Jacky Redgate is regarded as one of Australia's leading contemporary artists, with a practice extending four decades. Born in London 1955, Redgate emigrated to Australia in 1967 where her career began in the context of late 1970s feminism, minimalism and conceptual art. A key figure in Australian art since the mid-1980s, Redgate made her name as a photographer, with such classic series as Photographer UnknownNaar Het Schilder-Boeck, and Work-To-Rule, but also works in sculpture and installation. 


A common thread in her work is an interest in the differences between various systems - be they personal, such as snapshots, or impersonal, such as mathematics. Redgate's work explores the interplay of systems of perception and representation, particularly in relation to photography and what occurs in the translation of the three-dimensional world into two-dimensional images. Much of her work is a meditation on photography, its optics and gazes. Reflecting on the traditions of modernity in particular, she is well known for her mirror works using objects, light and colour, blurring distinctions between mediums, painting and photography,  and genres, still life and abstraction.   


From the beginning of her practice, Redgate’s work has been included in various important exhibitions across the globe, including exhibitions in the Art Gallery of New South Wales in Australia, Institute of Contemporary Arts in England, Museum of Photographic Arts in the United States of America and the National Museum of Art in Japan. 


Additionally, Redgate has featured in major survey exhibitions and monographs, in 2004, Alan Cruickshank, Director of the Contemporary Art Centre of South Australia presented a comprehensive three-part survey exhibition of Redgate's work and a substantial artist monograph Michael Desmond, Imagining Space in Jacky Redgate: 1980-2003, Contemporary Art Centre of South Australia, Adelaide (2005), which formed the basis of similar surveys at the Perth Institute of Contemporary Arts and Museum of Contemporary Art (MCA), Sydney in 2005. The survey exhibition at the MCA titled Life of the System incorporated a curatorial project by Redgate of selected works from the MCA Collection. 


In 2008 the Institute of Modern Art, Brisbane staged an exhibition of her work titled Visions From Her Bed, curated by Robert Leonard. Leonard recognised a common thread in her artwork. This commonality being an interest in both personal and impersonal systems and staged her early art school work alongside a selection of works from the previous survey exhibitions including her seminal found photographic series photographer unknown (1980-83). In 2012, the exhibition Jacky Redgate: the logic of vision, Art Gallery of New South Wales, Sydney curated by Judy Annear bought together the holdings of Redgate's work in the collection. Putting the emphasis on her photographic practice, the exhibition of 15 works surveyed Redgate's creative trajectory from the 1980s until now. In 2016, Redgate's mirror works, included a new project using found photographs in an exhibition titled Jacky Redgate: Mirrors at the University Art Gallery, the University of Sydney curated by Ann Stephen and Robert Leonard, and a comprehensive publication that unpacks the significance of her early work and mirror works.  

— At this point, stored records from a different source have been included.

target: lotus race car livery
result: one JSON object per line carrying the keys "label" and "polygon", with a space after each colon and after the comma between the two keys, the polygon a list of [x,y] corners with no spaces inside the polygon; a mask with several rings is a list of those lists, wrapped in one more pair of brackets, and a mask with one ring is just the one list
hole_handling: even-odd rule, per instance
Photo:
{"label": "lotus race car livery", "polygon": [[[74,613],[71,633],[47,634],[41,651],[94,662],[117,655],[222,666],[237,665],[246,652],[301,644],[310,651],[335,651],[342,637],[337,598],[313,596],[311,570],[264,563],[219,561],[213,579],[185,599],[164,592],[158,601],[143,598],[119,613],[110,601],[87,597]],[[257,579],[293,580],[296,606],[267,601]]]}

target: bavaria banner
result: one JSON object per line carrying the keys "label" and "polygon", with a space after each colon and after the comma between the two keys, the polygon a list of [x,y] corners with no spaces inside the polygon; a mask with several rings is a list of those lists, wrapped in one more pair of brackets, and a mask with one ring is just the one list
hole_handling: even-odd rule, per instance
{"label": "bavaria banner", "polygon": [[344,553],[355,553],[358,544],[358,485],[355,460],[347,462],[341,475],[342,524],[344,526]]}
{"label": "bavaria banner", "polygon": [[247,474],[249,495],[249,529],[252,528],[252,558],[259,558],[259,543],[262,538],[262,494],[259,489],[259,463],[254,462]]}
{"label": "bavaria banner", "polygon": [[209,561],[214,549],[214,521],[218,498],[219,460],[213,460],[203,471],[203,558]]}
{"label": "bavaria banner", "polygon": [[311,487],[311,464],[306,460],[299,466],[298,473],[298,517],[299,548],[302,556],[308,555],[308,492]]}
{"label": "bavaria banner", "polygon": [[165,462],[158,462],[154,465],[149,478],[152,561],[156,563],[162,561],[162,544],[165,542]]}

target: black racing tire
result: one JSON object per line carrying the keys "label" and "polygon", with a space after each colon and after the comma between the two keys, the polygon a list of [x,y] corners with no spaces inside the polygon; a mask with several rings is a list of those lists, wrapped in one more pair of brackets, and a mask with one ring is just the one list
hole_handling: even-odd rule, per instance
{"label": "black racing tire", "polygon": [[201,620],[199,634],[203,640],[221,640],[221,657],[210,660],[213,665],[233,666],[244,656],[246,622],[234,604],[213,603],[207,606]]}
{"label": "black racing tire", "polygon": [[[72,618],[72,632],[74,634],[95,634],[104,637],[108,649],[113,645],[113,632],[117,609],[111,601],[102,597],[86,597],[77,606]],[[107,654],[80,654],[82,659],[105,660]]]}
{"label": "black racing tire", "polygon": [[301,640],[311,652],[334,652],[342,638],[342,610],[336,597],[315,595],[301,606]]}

Redgate has received numerous competitive grants through the Visual Arts/Craft Board of the Australia Council, including a 2007 Australia Council Fellowship and in 1987, the highly prestigious overseas fellowship residency, Künstlerhaus Bethanien, Berlin. Her work is included in major national and international collections and has been supported and written about extensively by some of Australia's most important scholars, curators and writers, including: Judy Annear, Geoffrey Batchen, Michael Desmond, Helen Ennis, Blair French, Ross Gibson, Shaune Lakin, Robert Leonard, Ann Marsh and Ann Stephen. 


She is a recipient of the 1st prize, Bowness Photography Prize, Monash Gallery of Art, Melbourne (2011) and the Josephine Ulrick and Win Schubert Photography Award (First Prize) (2006).